Question

A box contains 4 orange pencils, 5 yellow pencils, and 3 green pencils. Two pencils are selected, one at a time, with replacement. Find the probability that the first pencil is green and the second pencil is yellow. Express your answer as a decimal, rounded to the nearest hundredth.

Answer 1

For finding the probability of two events happening, we must multiply the probability of each separate event happening by the other.

So, for the first time that we pick a pencil, we have to find the probability that it is a green pencil.

Probability = favorable outcomes / total possible outcomes = 3 green / (5 yellow + 3 green +4 orange)

= 3 green pencils / 12 total pencils

Thus, the probability of the first event is 3/12 that is 1/4

According to the question, we want to pick a yellow pencil 2nd time, but we also replace it that is after first event selected pencil is returned to the place from where it was selected . So total pencils is 12 now (no change)

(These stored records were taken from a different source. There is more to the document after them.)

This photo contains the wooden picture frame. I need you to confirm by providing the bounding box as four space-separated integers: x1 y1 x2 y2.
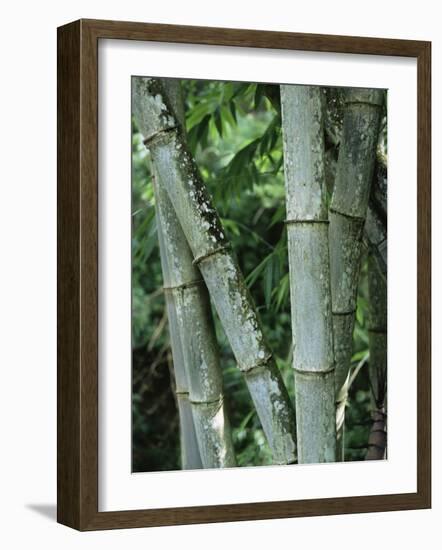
57 18 431 531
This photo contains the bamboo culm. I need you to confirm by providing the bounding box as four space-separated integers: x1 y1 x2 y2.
281 85 336 464
365 253 387 460
147 80 200 470
144 79 236 469
365 159 387 282
365 209 387 282
326 141 387 283
329 88 383 459
176 395 203 469
133 77 297 465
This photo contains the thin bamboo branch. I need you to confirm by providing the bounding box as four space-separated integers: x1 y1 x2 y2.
329 88 383 460
133 77 297 465
281 84 336 464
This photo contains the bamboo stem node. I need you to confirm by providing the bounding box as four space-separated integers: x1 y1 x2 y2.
143 126 177 148
192 245 231 266
293 366 335 377
329 206 366 223
163 279 204 292
343 89 384 108
240 353 273 373
344 100 383 108
332 309 356 316
189 396 225 406
284 218 329 225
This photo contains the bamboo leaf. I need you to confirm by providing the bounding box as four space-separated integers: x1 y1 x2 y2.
274 273 289 311
254 84 265 110
264 257 274 309
229 100 237 123
214 107 223 137
245 252 272 289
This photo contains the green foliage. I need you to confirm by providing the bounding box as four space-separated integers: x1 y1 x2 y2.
132 80 380 471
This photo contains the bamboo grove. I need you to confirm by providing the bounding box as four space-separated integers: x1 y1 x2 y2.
132 78 388 471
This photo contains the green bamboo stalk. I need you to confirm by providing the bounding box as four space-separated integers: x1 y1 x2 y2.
325 126 387 282
164 276 202 468
365 253 387 460
329 88 383 460
365 210 387 282
133 77 297 465
147 79 236 469
157 183 236 468
153 81 201 470
281 84 336 464
176 397 203 469
162 267 202 469
365 159 387 281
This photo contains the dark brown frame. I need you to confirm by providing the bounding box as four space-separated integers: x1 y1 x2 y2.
57 18 431 531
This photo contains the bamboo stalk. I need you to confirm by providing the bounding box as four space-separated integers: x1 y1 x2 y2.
365 158 387 281
329 88 383 459
326 132 387 282
176 397 203 469
163 269 202 469
155 81 201 470
365 210 387 281
162 295 202 468
133 77 297 465
281 84 336 464
157 187 236 468
146 79 235 468
365 253 387 460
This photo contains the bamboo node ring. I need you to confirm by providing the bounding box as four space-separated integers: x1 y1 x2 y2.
329 206 366 223
192 245 231 266
344 99 383 108
284 218 329 225
163 279 204 292
332 309 356 316
293 365 335 376
143 125 177 147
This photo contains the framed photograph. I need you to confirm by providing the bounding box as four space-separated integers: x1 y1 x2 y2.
57 19 431 530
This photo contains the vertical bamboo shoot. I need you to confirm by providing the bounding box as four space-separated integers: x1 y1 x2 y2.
141 79 236 468
281 84 336 463
365 253 387 460
329 88 383 459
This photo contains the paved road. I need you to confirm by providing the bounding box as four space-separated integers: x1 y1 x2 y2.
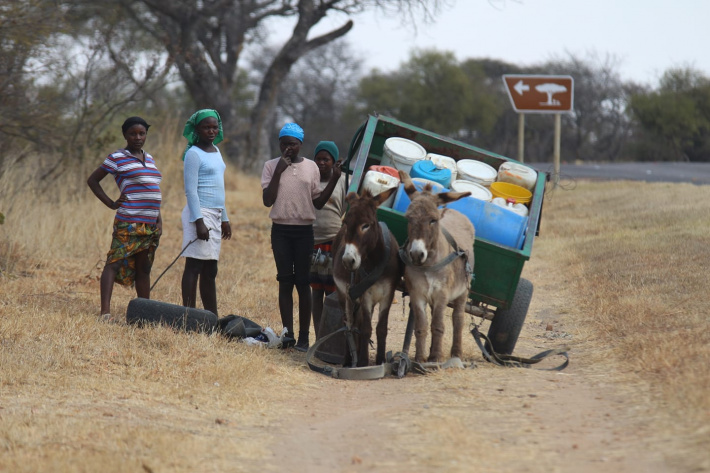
526 162 710 185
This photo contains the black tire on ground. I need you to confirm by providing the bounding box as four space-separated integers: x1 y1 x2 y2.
486 278 533 355
126 298 218 333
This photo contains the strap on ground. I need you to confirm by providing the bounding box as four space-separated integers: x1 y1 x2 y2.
470 326 569 371
306 327 393 380
305 327 475 380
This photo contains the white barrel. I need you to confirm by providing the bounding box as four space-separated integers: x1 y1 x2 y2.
427 153 458 182
450 179 492 202
456 159 497 187
383 137 427 174
361 170 400 208
497 162 537 191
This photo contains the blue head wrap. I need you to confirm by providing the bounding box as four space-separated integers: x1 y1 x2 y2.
278 123 304 143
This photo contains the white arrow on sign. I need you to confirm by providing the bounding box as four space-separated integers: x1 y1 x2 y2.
514 80 530 95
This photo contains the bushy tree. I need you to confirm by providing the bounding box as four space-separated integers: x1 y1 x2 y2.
355 49 500 141
630 67 710 162
0 0 69 169
0 1 174 178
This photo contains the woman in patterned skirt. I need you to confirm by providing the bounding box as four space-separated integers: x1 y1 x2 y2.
87 116 162 322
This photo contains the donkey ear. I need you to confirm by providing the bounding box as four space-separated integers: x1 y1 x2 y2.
437 191 471 205
374 186 397 207
398 170 417 196
345 191 360 205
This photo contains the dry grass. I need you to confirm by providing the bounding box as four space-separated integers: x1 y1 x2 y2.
540 179 710 415
1 128 709 472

Thus, probability of the second event = probable outcomes/ total outcomes =

5 yellow pencils/(5 yellow +3 green+4 orange pencils)

= 5 / 12

Therefore, the second event's probability is 5/12

To find the total probability, we must multiply the two fractions together.

(1/4) * (5/12) = 5/48

Or we can write 5/48 as 0.104 (rounded)

So required probability of first green then yellow is 5/48